Gibt es denn konkret geplante neue Schritte für nachhaltiges Handeln?
Sikkilä: Wir haben einen laufenden Prozess zur Emissionsreduzierung. Für Scope 1 und 2 haben wir bereits Emissionsreduktionsziele festgelegt, für Scope 3 noch nicht. Wir beginnen jetzt mit dem Projekt, analysieren und überlegen, wo wir ansetzen können, um neue Ziele festzulegen. Das ist die Arbeit, die wir jetzt beginnen.
Ist denn eine Netto-Null-Produktion erreichbar?
Sikkilä: Bei Scope 1 und 2 halte ich das Erreichen von Null für möglich, aber bei Scope 3 sieht die Sache anders aus. Wir wollen die Emissionen so gering wie möglich halten, deshalb erstellen wir jetzt sozusagen einen Scope 3-Fahrplan. So können wir berechnen und sehen, was aktuell realistisch ist, aber das ist noch im Gange.
Mit recycelten Materialien zu arbeiten trägt auch zur Nachhaltigkeit bei.

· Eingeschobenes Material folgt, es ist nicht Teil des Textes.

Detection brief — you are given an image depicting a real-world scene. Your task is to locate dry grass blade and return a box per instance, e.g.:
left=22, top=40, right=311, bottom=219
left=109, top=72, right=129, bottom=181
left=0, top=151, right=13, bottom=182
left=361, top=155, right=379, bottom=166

Sikkilä: Das ist etwas, was wir selbstverständlich tun. Das ist ein fortlaufender Prozess bei uns, dass wir immer wieder versuchen, neue Recyclingmaterialien und Recyclingmethoden zu finden, insbesondere innerhalb unserer eigenen Produktion. So wollen wir erreichen, dass wir möglichst viel wiederverwenden können und so den Abfall so gering wie möglich halten. Daher arbeiten wir kontinuierlich daran, die Re-cyclingfähigkeit zu verbessern.
Das gesamte Unternehmen lebt also den Nachhaltigkeitsgedanken?
Sikkilä: Wir sind ein Familienunternehmen und denken eher langfristig. Das verbindet man auch mit einem Familien-unternehmen, wenn man an Tradition und Reputation denkt. Insofern ist Nachhaltigkeit also nichts Neues für uns. Wir haben uns schon früher mit diesen Themen auseinandergesetzt. Unser Umweltmanagementsystem haben wir seit 1997. Wir waren der erste europäische Schuhhersteller, der nach der Umweltmanagementsystem-Norm ISO 14001 zertifiziert wurde. Obwohl diese Themen gerade sehr aktuell sind, ist das nichts Neues für uns. Es geht nicht darum, dass wir es nur tun, weil es gerade im Trend liegt, sondern in unserem Familienunternehmen geht es auch darum, was wir unseren Kindern und Enkelkindern hinterlassen.
Herzlichen Dank für das Gespräch.
Mit Oona Sikkilä sprach
Chefredakteur Camillo F. Kluge
Oona Sikkilä
… ist Qualitäts- und Nachhaltigkeitsmanagerin in dem finnischen Familienunternehmen.